Ad oggi in Italia è stata emanata un’allerta di terzo grado per quanto riguarda il fentanyl, cioè una comunicazione di massima urgenza che viene mandata a tutti gli operatori che hanno a che fare con i consumatori di sostanze d’abuso. Nei destinatari di questa comunicazione ci sono: tossicologie forensi, forze di Polizia, il Ministero della Salute, l’Aifa, gli assessorati regionali alla Salute, i Pronto Soccorso, gli Ospedali. Negli alert, coordinati dal Dipartimento delle politiche antidroga, si avverte che c’è un’allerta sanitaria per i consumatori di droga. Negli ultimi anni, la diffusione del fentanyl in Italia sembra essere diventata più capillare. Tra il 2020 e il 2023, ci sono stati numerosi sequestri, tra cui uno particolarmente significativo a Piacenza. Nello stesso periodo, diverse inchieste hanno portato all’arresto di medici e farmacisti accusati di trafficare farmaci a base di fentanyl attraverso ricette false e furti nei magazzini. Nell’aprile del 2024, per la prima volta, tracce di fentanyl sono state trovate in una dose di eroina analizzata da un’unità di strada a Perugia. Al momento, in Italia c’è un piano nazionale di allerta sul fentanyl partito il 12 marzo 2024 dalla Presidenza del Consiglio dei Ministri.

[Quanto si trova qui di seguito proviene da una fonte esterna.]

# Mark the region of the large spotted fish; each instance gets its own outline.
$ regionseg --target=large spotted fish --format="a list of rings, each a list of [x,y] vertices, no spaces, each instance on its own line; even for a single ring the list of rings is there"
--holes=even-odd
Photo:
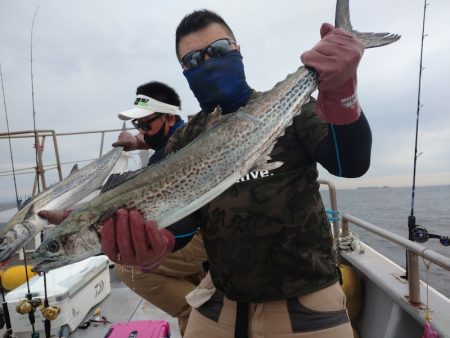
[[[24,247],[48,224],[37,215],[40,210],[65,209],[94,192],[122,152],[122,148],[115,148],[83,168],[72,171],[64,180],[24,205],[8,223],[0,227],[0,262]]]
[[[352,31],[348,0],[338,0],[336,26]],[[366,48],[398,40],[389,33],[354,34]],[[166,227],[199,209],[251,170],[270,170],[276,140],[317,87],[314,70],[300,67],[236,113],[210,114],[210,127],[183,149],[100,194],[72,213],[34,252],[36,271],[48,271],[101,251],[97,225],[117,208],[136,208]]]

Nonostante la crescente preoccupazione per l’abuso di fentanyl e altri oppioidi sintetici, le misure concrete adottate dal governo italiano finora sono state limitate. A differenza di alcuni paesi che hanno intrapreso interventi specifici e campagne di prevenzione mirate, in Italia manca un piano d’azione incisivo e coordinato per affrontare la minaccia emergente del fentanyl. Le politiche di contrasto si sono concentrate principalmente sull’aspetto repressivo e di controllo del traffico illegale, ma sono stati meno evidenti sforzi per aumentare la consapevolezza pubblica, migliorare l’accesso ai trattamenti per la dipendenza o promuovere iniziative di prevenzione su larga scala. L’assenza di una risposta proattiva potrebbe esporre l’Italia a un aumento del rischio legato agli oppioidi sintetici, soprattutto se consideriamo l’evoluzione della crisi in altri paesi.

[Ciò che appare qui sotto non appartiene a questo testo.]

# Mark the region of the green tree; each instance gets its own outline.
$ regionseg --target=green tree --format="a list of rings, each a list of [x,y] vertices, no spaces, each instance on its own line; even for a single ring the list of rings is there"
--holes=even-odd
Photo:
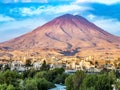
[[[74,90],[82,90],[82,82],[85,78],[85,72],[83,71],[77,71],[75,75],[73,76],[73,86]]]
[[[65,79],[65,85],[66,85],[67,90],[74,90],[74,87],[73,87],[73,75],[69,75]]]
[[[7,89],[7,84],[0,85],[0,90],[6,90],[6,89]]]
[[[15,87],[13,85],[9,85],[6,90],[15,90]]]
[[[25,82],[25,90],[38,90],[37,81],[35,79],[27,79]]]
[[[44,60],[40,70],[41,71],[46,71],[46,70],[49,70],[49,69],[50,69],[50,65],[46,64],[46,61]]]

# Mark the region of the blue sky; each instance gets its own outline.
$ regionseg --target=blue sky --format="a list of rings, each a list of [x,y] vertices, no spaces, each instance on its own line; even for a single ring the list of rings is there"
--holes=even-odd
[[[120,36],[120,0],[1,0],[0,42],[32,31],[63,14],[81,15]]]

Poiché tutti gli oppioidi, indipendentemente dal fine per cui vengono assunti – medico, terapeutico o illecito – finiscono per lasciare traccia nelle acque reflue, punto di raccolta invisibile ma rivelatore dei consumi collettivi, ricercatori dell’Istituto di Ricerche Farmacologiche Mario Negri hanno condotto uno studio innovativo, incrociando le analisi chimiche delle acque reflue italiane con i dati ufficiali di prescrizione degli oppioidi. L’indagine, realizzata su scala nazionale e protrattasi per tre anni (2020–2022), ha preso in esame un insieme di sostanze oppioidi tra le più comunemente utilizzate. I risultati hanno evidenziato che in Italia gli oppioidi vengono consumati quasi esclusivamente per fini terapeutici e su prescrizione medica, senza indicazioni significative di un uso ricreativo sommerso. Una differenza importante rispetto agli Stati Uniti e ad alcuni Paesi del Nord Europa, dove le acque reflue raccontano storie molto diverse.
[1] Miller M, Wheeler-Martin K, Bunting AM, Cerdá M, Krawczyk N. Changes in Synthetic Opioid-Involved Youth Overdose Deaths in the United States: 2018-2022. Pediatrics. 2025 Jun 1;155(6):e2024069488. doi: 10.1542/peds.2024-069488. PMID: 40392279.